In practical terms, consider looking up at a chair lift or a mountain. The angle at which you tilt your head upwards from horizontal is what we call the angle of elevation. It's the opposite of the angle of depression, which involves looking down.

• When an object, like a chair lift, is at a fixed length and the angle of elevation decreases, it implies that the horizontal component or distance increases, based on the cosine relationship.

The angle of elevation is not only useful for geometric calculations but also serves as a critical component in solving real-world issues involving height and distance.

Horizontal Distance

Horizontal distance is the direct distance measured on the horizontal plane. In the context of trigonometry and this problem, it refers to how far away an object is on the horizontal line of sight from the observer or a given point.
This concept becomes crucial when working with inclined or elevated objects. In scenarios where there's a length at a fixed inclination, changes in the angle of elevation affect horizontal distance.

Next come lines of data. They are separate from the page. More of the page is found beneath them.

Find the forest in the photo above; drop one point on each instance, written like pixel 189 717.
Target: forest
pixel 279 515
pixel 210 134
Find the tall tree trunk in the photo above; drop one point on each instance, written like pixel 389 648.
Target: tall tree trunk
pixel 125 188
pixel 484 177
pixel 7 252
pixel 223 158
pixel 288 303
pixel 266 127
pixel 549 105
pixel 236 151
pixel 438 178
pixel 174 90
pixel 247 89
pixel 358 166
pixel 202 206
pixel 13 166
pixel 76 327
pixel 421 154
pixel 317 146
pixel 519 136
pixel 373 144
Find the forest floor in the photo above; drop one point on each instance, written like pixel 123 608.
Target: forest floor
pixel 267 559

• When the angle of elevation \( \theta \) decreases, the horizontal distance \( d_x \) increases due to the cosine of the angle increasing.

For example, when the length of the lift is unchanged, any decrease in the angle of elevation translates to a more extended horizontal reach. It's an essential calculation to ensure proper understanding and planning in construction, navigation, and even sports where distances must be measured or evaluated correctly.